3. Protect your dome.
Years ago no one wore helmets, but all it takes is a quick look around the mountain to see how much this has changed. In fact, over 80 percent of skiers and snowboarders now wear helmets. If you’re worried that they’re big, bulky, or cold, you’re in for a surprise: They’re actually quite comfortable and warm. Helmets come in a variety of styles and colors in a wide range of price points.
It may take some looking around to find one that has all the features you want. Some have brims, some don’t. Some have vents, some don’t. Some can even be wired for sound, if that’s your jam. But if you’re going to invest in just one piece of ski equipment this year, this would be my top recommendation.
4. Got goggles?
If you do, great: you’re protecting your eyes from glare, snow, debris, and UV & UVB rays. But make sure they work with your helmet. If there’s space on your forehead between the top of the goggle and the bottom of your helmet, you may want to look into getting a new pair.
5. It’s all about the base… layer.
Layers, that is. Base layers come in a wide range of high tech fabrics that can keep you both warm and dry. Whatever you do, don’t wear cotton. Cotton gets wet and stays wet, and that can make you get cold a lot more easily. High-tech or moisture-wicking fabrics, on the other hand, draw perspiration away from the body so you stay warmer longer. And that means you can ski longer, too.
6. Thinner is better.
It may seem counter-intuitive, but thinner socks are actually warmer – and more comfortable – than thicker socks. Thick socks can hold moisture closer to your foot, which will actually make it feel colder. They can also bunch up to reduce circulation and make your feet cold.
Thin socks, on the other hand, move sweat away from your foot to the liner, which is designed to wick moisture away from your body. The bottom line: You stay warmer! Consider getting merino wool socks because they come in thin fabrics, are breathable but warm, and pulls moisture away from your foot.
7. Take a lesson. Really.
Not from a spouse or significant other, either. There’s too much emotional baggage that comes along with that. Whether you take a group or a private lesson is up to you, but put yourself in the hands of a certified ski instruction professional who can help you brush up on your skills when you haven’t skied in awhile.
They’re an expert who knows what proper technique looks like so they can either best help you make small changes to improve your form, or they’ll at least be the best source to verify that your form is great. Plus, if it’s a busy day on the slopes, you might even be able to get priority in the lift line. (Check out our post on getting the most out of your ski lesson – at every age.)
8. Look for lift ticket opportunities.
Years ago just about everyone paid the walk-up window rate.
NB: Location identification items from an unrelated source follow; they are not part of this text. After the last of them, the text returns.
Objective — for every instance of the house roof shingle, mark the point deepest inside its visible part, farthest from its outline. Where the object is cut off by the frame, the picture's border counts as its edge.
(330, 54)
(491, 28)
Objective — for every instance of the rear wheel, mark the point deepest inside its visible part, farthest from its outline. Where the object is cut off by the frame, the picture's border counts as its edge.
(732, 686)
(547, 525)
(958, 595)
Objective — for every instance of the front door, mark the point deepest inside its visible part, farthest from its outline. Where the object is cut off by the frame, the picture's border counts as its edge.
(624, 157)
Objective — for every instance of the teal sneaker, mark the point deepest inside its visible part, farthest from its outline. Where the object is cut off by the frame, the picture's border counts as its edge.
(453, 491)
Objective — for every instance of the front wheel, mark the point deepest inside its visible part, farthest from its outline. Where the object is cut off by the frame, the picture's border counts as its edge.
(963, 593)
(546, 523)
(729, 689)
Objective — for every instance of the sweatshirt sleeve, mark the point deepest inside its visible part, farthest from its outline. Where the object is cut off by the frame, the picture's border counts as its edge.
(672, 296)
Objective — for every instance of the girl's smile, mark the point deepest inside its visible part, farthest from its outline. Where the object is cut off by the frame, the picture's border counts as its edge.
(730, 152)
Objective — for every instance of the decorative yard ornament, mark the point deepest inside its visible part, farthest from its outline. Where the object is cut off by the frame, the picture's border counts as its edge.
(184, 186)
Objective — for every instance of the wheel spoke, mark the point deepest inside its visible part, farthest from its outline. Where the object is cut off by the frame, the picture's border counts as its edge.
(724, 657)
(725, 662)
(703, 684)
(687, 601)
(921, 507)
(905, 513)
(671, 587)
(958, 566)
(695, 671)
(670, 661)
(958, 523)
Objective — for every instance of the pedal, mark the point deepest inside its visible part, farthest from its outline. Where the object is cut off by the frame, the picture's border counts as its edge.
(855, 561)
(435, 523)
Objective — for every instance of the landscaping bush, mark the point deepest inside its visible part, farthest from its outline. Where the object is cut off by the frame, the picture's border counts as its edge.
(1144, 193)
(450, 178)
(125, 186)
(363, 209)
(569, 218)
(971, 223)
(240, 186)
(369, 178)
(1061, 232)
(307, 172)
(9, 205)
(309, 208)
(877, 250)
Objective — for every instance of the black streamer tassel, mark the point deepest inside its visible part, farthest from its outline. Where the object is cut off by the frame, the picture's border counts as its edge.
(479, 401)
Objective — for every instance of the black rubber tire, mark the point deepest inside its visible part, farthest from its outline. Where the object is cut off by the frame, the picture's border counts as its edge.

But why spend more than you have to? Discount ticket sites like Liftopia can substantially reduce the cost you’ll spend for a day on the slopes. Sure, you have to pre-pay. But the savings are definitely worthwhile.
9. Take it slow.
If you haven’t skied in awhile, it might not be the best idea to take the chair to the expert terrain at the top right away. No matter what your friends say, stay safe and give yourself a gradual start. Warm up on some green runs and see how that goes, then take it from there. Be honest with yourself: know your limits and work with them.
10. Don’t forget to have fun!
Too often we get caught up in being perfect or worrying about little things that aren’t that important. Skiing is a fun, joyful experience. Take in the scenery. Enjoy being outdoors. Have fun meeting people on the chairlift. Share your table at après ski. There’s so much about skiing that isn’t actually skiing. So take it all in and have a great time. I’m sure you’ll be back.